Das mit USB 3.2 eingeführte, aber weiterhin bestenfalls in homöopathischen Dosen verbreitete 20-GBit/s-USB bekommt dadurch praktisch einen Todesstoß versetzt, weil es zwischen den Stühlen sitzt: Für USB-Sticks & Co. sind die etablierten 10 GBit/s weiterhin mehr als ausreichend; wenn es hingegen auf maximale Geschwindigkeit ankommt, gibt es mit 40 GBit/s gleich noch was Schnelleres.

Apple kann somit völlig korrekt in den Datenblättern der M1-Macs schreiben, dass die Buchsen gemäß neuester USB-4-Norm gecheckt wurden, obwohl sie nur die schon vor sechs Jahren mit USB 3.1 eingeführte Geschwindigkeitsstufe von 10 GBit/s bieten. Zusätzlich gibt es auch 40 GBit/s – aber nicht gemäß dem nagelneuen USB 4, sondern über das vergleichsweise betagte Thunderbolt 3. Die Namensverwirrung wird seit USB 3.1 also mit jeder weiteren USB-Revision schlimmer statt besser.

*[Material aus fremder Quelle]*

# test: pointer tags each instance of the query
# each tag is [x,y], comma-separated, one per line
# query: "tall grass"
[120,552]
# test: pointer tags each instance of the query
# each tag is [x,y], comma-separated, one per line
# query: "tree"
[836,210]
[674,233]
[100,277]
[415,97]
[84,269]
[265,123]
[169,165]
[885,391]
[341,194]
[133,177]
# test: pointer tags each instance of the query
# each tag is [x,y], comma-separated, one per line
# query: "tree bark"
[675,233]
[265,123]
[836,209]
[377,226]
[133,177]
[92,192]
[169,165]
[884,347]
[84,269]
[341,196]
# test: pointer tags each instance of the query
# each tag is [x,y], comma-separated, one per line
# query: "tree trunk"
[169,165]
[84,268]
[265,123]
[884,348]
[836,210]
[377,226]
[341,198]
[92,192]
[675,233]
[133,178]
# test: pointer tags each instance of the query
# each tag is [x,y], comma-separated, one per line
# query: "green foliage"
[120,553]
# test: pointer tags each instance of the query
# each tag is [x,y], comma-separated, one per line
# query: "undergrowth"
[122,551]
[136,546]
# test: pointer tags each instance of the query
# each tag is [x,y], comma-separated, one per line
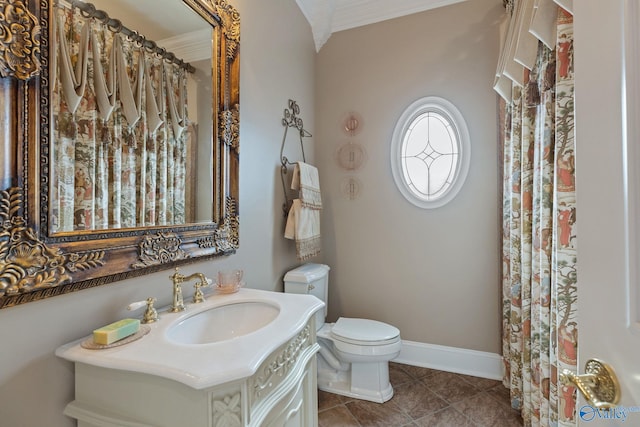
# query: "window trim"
[454,116]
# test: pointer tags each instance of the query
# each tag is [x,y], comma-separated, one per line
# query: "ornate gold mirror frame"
[36,265]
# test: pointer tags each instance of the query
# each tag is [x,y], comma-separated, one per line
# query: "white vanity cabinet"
[281,393]
[246,381]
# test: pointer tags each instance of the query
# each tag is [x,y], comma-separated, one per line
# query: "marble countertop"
[204,365]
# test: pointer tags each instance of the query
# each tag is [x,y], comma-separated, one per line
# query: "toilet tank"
[310,279]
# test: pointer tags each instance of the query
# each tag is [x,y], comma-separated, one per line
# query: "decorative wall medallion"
[19,41]
[225,238]
[279,367]
[26,263]
[227,412]
[159,249]
[230,127]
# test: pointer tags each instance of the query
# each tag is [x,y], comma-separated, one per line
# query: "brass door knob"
[599,384]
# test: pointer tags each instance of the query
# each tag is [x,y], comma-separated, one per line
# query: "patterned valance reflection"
[120,129]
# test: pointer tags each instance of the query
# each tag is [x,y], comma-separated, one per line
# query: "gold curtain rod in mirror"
[88,10]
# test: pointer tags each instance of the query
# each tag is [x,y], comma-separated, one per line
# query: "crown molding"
[356,13]
[330,16]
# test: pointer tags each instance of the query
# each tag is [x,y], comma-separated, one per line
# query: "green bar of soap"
[116,331]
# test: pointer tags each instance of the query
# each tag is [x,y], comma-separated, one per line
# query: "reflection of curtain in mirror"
[119,141]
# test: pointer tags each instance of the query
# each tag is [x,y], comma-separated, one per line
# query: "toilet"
[354,353]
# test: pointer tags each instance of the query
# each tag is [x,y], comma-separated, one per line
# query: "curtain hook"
[115,25]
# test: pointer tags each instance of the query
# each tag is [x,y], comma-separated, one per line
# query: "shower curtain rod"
[88,10]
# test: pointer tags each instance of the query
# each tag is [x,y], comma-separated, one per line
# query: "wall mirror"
[119,147]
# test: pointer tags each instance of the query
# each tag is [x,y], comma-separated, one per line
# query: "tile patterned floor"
[424,398]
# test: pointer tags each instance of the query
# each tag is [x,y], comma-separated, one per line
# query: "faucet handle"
[150,314]
[198,296]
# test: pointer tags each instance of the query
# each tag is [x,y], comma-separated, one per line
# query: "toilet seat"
[364,332]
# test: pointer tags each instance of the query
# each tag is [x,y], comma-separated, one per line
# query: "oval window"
[430,152]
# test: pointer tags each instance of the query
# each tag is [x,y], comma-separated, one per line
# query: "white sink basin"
[223,323]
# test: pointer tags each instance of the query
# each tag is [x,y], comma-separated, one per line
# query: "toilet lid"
[363,331]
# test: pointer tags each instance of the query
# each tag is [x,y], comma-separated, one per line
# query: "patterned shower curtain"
[540,331]
[119,136]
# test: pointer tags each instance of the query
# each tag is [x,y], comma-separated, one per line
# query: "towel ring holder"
[290,119]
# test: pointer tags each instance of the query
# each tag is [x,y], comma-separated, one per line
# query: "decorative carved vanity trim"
[226,411]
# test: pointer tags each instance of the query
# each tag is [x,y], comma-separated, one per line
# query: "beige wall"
[432,273]
[277,63]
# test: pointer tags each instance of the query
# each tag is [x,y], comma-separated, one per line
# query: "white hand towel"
[306,180]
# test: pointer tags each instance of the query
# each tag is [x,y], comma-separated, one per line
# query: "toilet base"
[344,389]
[366,381]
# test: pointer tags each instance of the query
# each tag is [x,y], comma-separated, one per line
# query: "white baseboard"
[451,359]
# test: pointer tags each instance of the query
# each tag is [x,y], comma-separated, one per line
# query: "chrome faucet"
[177,279]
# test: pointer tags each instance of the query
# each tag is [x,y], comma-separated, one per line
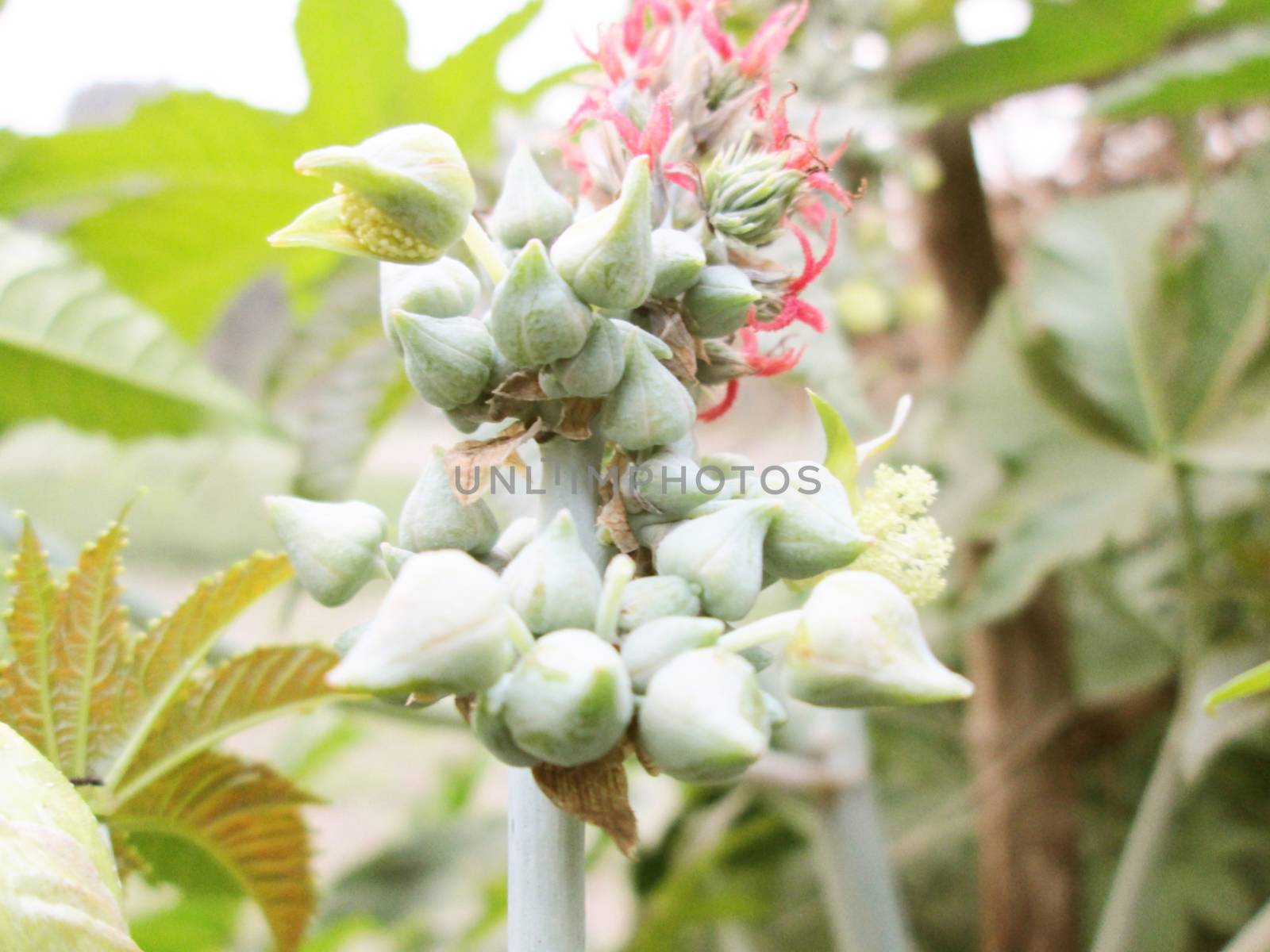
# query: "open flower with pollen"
[403,196]
[908,547]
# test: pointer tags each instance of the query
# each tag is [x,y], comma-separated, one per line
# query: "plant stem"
[484,251]
[1149,831]
[546,869]
[1254,937]
[855,875]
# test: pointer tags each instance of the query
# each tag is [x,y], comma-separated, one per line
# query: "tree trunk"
[1029,865]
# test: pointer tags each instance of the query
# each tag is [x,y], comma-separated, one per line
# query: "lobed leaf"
[171,651]
[75,349]
[244,816]
[59,890]
[25,689]
[233,697]
[89,651]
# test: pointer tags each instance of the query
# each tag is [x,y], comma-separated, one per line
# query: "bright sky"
[52,48]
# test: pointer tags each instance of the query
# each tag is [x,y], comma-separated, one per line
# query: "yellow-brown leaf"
[89,651]
[25,693]
[248,819]
[168,655]
[595,793]
[241,693]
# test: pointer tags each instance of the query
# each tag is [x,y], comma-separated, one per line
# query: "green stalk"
[546,862]
[1149,835]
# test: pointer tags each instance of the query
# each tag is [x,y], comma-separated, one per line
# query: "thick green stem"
[546,869]
[1149,835]
[855,873]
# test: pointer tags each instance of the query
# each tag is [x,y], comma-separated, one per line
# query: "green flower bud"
[448,359]
[677,260]
[394,558]
[816,531]
[671,486]
[597,368]
[723,552]
[569,700]
[651,647]
[860,644]
[719,302]
[518,535]
[333,546]
[704,719]
[492,730]
[552,583]
[607,258]
[656,597]
[535,317]
[529,207]
[749,194]
[441,630]
[402,196]
[435,518]
[649,408]
[444,289]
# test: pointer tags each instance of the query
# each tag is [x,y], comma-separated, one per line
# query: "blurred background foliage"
[1064,249]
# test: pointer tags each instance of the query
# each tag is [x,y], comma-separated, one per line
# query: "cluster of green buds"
[597,324]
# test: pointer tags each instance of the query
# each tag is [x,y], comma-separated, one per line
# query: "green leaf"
[243,692]
[1253,682]
[247,818]
[1226,70]
[1066,42]
[182,196]
[59,890]
[74,349]
[840,454]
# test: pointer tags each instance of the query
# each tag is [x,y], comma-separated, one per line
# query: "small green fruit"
[333,546]
[448,359]
[704,719]
[535,317]
[607,258]
[569,700]
[529,207]
[552,583]
[441,630]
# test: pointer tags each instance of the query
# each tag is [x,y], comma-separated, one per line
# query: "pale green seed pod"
[649,408]
[448,359]
[569,700]
[529,207]
[394,558]
[552,583]
[597,368]
[657,597]
[607,258]
[677,260]
[704,719]
[860,644]
[672,486]
[333,546]
[651,647]
[816,531]
[491,727]
[535,317]
[441,630]
[723,552]
[518,535]
[444,289]
[404,196]
[719,302]
[435,518]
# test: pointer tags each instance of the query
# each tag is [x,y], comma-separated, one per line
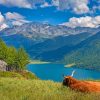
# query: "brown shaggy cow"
[82,86]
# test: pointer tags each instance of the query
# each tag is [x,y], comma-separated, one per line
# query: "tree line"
[16,59]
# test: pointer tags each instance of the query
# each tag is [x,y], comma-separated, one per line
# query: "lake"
[55,72]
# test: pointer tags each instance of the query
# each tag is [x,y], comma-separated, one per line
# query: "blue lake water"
[55,72]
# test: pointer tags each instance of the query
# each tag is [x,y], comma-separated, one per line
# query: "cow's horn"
[64,76]
[73,73]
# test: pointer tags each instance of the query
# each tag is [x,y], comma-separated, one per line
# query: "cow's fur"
[82,86]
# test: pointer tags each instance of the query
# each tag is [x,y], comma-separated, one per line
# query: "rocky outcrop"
[3,65]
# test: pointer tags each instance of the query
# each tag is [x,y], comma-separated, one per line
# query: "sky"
[71,13]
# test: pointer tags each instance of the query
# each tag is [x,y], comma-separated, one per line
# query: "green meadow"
[19,88]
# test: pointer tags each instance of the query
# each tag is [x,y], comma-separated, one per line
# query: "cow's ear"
[64,76]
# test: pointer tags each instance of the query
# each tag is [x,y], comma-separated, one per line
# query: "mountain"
[44,41]
[65,45]
[86,54]
[41,31]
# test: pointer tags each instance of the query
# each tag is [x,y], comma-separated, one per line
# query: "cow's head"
[68,80]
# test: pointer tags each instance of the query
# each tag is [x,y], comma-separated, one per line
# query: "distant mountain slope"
[65,46]
[87,54]
[46,42]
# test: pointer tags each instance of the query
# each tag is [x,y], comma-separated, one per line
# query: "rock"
[3,65]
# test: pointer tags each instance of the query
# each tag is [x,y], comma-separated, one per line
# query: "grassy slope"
[22,89]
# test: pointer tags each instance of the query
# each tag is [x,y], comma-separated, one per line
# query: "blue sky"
[66,12]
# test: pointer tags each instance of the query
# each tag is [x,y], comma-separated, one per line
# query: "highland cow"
[82,86]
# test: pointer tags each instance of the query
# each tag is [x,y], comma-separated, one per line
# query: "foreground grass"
[20,75]
[38,62]
[23,89]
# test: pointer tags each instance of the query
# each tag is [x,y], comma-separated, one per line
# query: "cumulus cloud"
[2,22]
[83,22]
[10,19]
[45,5]
[21,3]
[77,6]
[16,3]
[13,15]
[1,18]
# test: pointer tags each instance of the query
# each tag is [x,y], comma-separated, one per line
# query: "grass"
[23,89]
[38,62]
[19,75]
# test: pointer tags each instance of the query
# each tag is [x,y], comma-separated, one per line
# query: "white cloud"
[13,15]
[78,6]
[19,22]
[21,3]
[1,18]
[16,3]
[83,22]
[3,26]
[45,5]
[10,19]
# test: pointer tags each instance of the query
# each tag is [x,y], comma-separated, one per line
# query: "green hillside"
[21,89]
[86,54]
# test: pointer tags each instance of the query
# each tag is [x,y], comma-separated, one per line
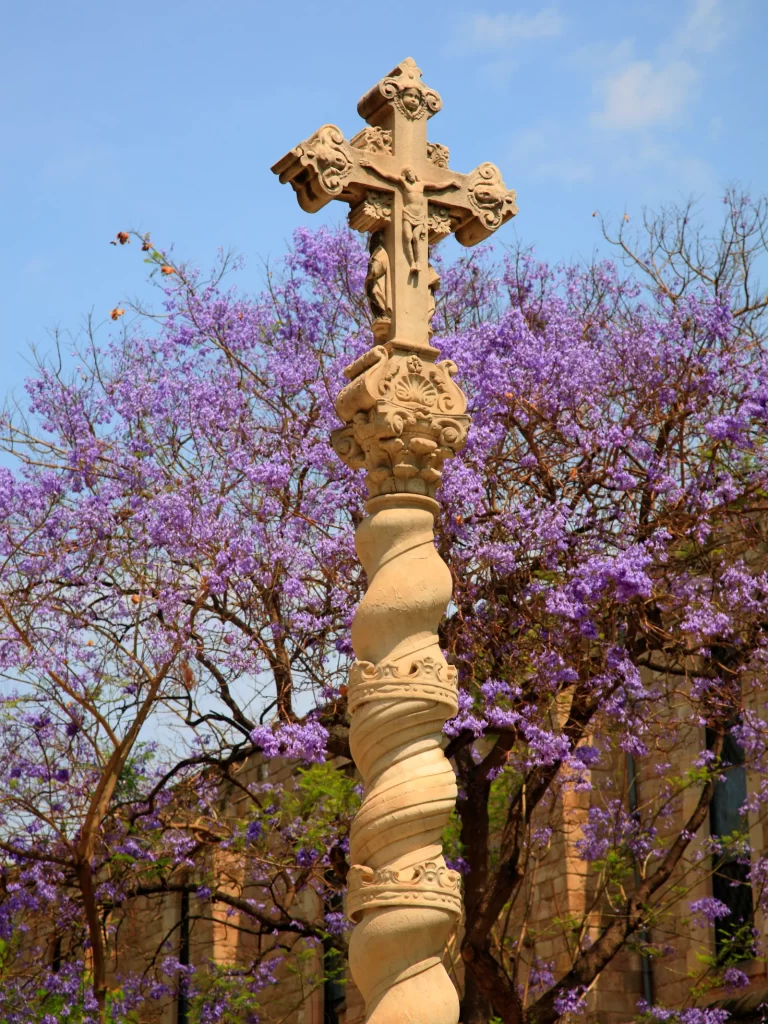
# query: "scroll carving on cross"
[403,413]
[403,416]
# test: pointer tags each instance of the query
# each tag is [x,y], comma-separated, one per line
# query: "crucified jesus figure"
[414,208]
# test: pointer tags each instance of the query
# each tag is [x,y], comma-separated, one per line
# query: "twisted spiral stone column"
[401,896]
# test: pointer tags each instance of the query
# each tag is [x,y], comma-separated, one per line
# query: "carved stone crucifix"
[398,183]
[403,415]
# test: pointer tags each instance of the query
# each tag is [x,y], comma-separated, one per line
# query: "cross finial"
[404,415]
[400,190]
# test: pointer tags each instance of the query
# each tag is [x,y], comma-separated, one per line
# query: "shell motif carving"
[415,390]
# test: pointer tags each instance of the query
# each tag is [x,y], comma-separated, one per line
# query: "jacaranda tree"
[177,579]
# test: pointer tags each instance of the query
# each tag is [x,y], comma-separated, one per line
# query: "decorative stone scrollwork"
[438,223]
[404,87]
[373,213]
[489,198]
[317,168]
[428,884]
[373,139]
[427,679]
[403,418]
[439,155]
[400,893]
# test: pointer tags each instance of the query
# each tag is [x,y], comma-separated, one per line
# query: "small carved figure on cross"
[414,208]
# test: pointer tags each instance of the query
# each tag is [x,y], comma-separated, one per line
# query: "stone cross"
[399,188]
[403,415]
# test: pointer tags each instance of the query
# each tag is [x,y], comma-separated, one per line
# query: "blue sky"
[166,117]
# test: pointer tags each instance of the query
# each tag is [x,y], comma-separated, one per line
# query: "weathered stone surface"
[402,416]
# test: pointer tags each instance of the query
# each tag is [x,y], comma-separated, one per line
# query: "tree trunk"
[476,1007]
[95,937]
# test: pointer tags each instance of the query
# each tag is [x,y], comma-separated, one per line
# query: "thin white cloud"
[644,95]
[498,31]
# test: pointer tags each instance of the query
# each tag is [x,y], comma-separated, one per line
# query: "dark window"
[182,1003]
[733,935]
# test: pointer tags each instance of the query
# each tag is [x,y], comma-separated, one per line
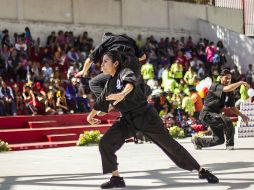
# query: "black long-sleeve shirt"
[133,101]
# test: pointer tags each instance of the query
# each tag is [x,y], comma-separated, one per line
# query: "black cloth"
[122,44]
[212,117]
[216,99]
[138,115]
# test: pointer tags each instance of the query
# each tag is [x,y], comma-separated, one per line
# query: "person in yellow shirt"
[190,76]
[177,70]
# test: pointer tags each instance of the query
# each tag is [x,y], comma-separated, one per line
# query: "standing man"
[219,95]
[120,43]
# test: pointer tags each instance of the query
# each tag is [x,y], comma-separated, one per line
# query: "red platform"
[33,132]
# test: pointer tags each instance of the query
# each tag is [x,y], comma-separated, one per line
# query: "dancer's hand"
[93,121]
[90,118]
[118,97]
[80,74]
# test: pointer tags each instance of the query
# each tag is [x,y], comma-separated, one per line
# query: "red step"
[42,145]
[62,137]
[42,124]
[14,136]
[20,122]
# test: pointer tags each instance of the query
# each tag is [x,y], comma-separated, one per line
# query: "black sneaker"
[205,174]
[114,182]
[194,141]
[230,148]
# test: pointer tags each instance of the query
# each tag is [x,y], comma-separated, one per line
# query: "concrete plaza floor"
[144,166]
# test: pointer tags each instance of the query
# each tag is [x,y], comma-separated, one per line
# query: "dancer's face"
[226,79]
[108,66]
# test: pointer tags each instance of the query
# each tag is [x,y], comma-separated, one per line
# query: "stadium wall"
[240,48]
[148,17]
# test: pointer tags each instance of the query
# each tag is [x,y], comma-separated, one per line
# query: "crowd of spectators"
[38,79]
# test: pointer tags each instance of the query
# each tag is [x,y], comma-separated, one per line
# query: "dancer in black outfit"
[219,95]
[122,43]
[122,92]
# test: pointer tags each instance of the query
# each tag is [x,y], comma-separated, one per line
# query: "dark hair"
[117,56]
[225,72]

Man kann nicht einmal davon ausgehen, dass zeitgleich erscheinende, ähnliche Geräte identische USB-Angaben haben. Außer den M1-Macs erscheinen dieser Tage auch die neuen Spielkonsolen Playstation 5 und Xbox Series X/S. Sony spricht in seinen Datenblättern von USB 3.2 Gen 2 und Microsoft von USB 3.1 Gen 1. Auf die Geschwindigkeit heruntergebrochen bedeutet das, dass Sony die bereits mit USB 3.1 hinzugekommene 10-GBit/s-Stufe bietet (aber nicht das 20-GBit/s-USB von USB 3.2) und Microsofts Entwickler sich mit der ursprünglichen USB-3.0-Geschwindigkeit von 5 GBit/s begnügten (statt 10-GBit/s-USB, das die 3.1er-Revision mit sich brachte).

Viele Aspekte, die bei USB 4 optional sind, werden bei Thunderbolt 4 verpflichtend – aber nicht der 20-GBit/s-Modus, der mit USB 3.2 debütierte.

(Bild: Intel)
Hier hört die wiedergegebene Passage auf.